Train to Respond, Not React.
When you are caught off guard or things don’t go your way, it’s easy to react in the moment. Whether you are the type of person to fly off the handle or just slide in a snarky comment under your breath—these reactions can often cause unnecessary ripples within your family and business relationships.
What we all must learn is that regardless of the situation, we are responsible for how we acknowledge it. Even when you are treated unfairly or disrespectfully, keeping your reaction in check is essential.
How we respond and react to a situation is the key to our ability to navigate difficult circumstances well.
How Do You Respond Without Reacting?
Learning how to respond and not react is challenging, and it will require us to be conscious and intentional. This is especially true when an unexpected incident stirs something in you.
The best way to control our reactions is to pause and process what has happened. Once we have a better understanding of what has occurred, we can plan how to move forward.
Taking this minute to process the incident will allow you to gain a better perspective on the event rather than reacting immediately to the first emotion you felt.
Compassion and grace can go a long way when we are willing to try and slow down before responding. Of course, you will mess up but with practice, it is possible to slowly learn to do the right thing.
The Power of Not Reacting
There is a lot of beauty to be found when we can respond and not just react.

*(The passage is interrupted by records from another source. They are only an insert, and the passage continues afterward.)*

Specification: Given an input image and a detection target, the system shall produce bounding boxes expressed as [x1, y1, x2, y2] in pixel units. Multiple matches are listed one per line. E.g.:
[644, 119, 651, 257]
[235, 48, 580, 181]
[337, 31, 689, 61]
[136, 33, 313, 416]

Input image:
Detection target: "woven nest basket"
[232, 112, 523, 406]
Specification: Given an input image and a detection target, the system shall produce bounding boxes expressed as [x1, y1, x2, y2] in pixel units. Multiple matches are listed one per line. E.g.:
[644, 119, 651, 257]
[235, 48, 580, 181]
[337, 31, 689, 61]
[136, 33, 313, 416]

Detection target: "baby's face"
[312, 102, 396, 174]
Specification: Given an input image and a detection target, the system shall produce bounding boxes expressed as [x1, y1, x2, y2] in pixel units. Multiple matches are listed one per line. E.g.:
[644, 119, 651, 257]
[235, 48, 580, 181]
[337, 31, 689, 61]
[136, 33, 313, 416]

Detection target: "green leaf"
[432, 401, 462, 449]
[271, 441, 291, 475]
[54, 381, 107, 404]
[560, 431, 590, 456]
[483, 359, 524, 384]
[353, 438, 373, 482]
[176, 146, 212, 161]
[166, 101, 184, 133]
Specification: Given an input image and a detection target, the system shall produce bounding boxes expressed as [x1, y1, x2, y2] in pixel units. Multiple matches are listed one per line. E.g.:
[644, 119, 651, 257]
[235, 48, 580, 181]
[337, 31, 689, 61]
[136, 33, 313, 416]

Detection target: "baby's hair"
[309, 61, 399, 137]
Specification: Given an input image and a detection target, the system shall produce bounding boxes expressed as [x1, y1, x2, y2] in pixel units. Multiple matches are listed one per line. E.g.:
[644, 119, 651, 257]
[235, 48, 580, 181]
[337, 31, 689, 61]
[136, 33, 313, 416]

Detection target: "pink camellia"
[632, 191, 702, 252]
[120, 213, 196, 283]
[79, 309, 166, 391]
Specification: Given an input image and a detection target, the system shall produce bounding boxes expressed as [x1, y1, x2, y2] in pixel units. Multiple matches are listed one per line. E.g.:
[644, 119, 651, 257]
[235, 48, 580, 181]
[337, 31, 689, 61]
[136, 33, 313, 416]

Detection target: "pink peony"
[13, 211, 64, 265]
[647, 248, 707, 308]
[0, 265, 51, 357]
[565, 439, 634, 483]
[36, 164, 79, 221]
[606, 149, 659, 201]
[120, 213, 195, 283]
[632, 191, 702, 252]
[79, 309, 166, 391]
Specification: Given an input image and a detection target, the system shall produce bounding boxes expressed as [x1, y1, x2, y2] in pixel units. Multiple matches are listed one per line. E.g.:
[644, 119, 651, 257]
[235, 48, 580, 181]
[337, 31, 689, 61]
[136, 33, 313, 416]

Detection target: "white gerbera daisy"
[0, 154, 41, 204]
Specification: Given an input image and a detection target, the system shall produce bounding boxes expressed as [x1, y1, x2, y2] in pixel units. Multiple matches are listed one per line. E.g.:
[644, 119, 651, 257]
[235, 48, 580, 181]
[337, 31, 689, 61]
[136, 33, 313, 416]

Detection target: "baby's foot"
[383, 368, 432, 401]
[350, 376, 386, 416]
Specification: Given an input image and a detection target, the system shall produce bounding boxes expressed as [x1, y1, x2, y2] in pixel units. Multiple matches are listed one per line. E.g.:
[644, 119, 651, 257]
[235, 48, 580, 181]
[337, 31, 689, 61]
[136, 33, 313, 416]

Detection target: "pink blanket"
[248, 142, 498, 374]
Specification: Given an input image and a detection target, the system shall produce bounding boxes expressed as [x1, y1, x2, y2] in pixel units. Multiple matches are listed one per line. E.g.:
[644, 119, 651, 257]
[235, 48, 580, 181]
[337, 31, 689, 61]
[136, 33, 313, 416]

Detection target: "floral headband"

Instead of losing the opportunity to deepen the relationship with your friend, child, or spouse—you may actually find the opportunity to learn more about them and/or why they are acting the way that they are.
Instead of feeling like a victim, you can take learn from it by asking yourself what you can learn from this event—why did it happen and how can things go differently next time? or next situation?
It says a lot about a person when they can remain composed and control their emotions in the moment. Responding and not reacting really is the more challenging of the two. When you don’t react and practice patience and self-control instead—it reveals the strength and self-discipline you have to be able to overcome the temptation.
Life Mentoring to Help You Respond with Grace
It doesn’t usually come naturally, but you must choose to shift your perspective and understand that there are always two sides to the story. You can choose to better understand the other party involved by pausing and processing before continuing, or you can potentially damage relationships you’ve built by only reacting.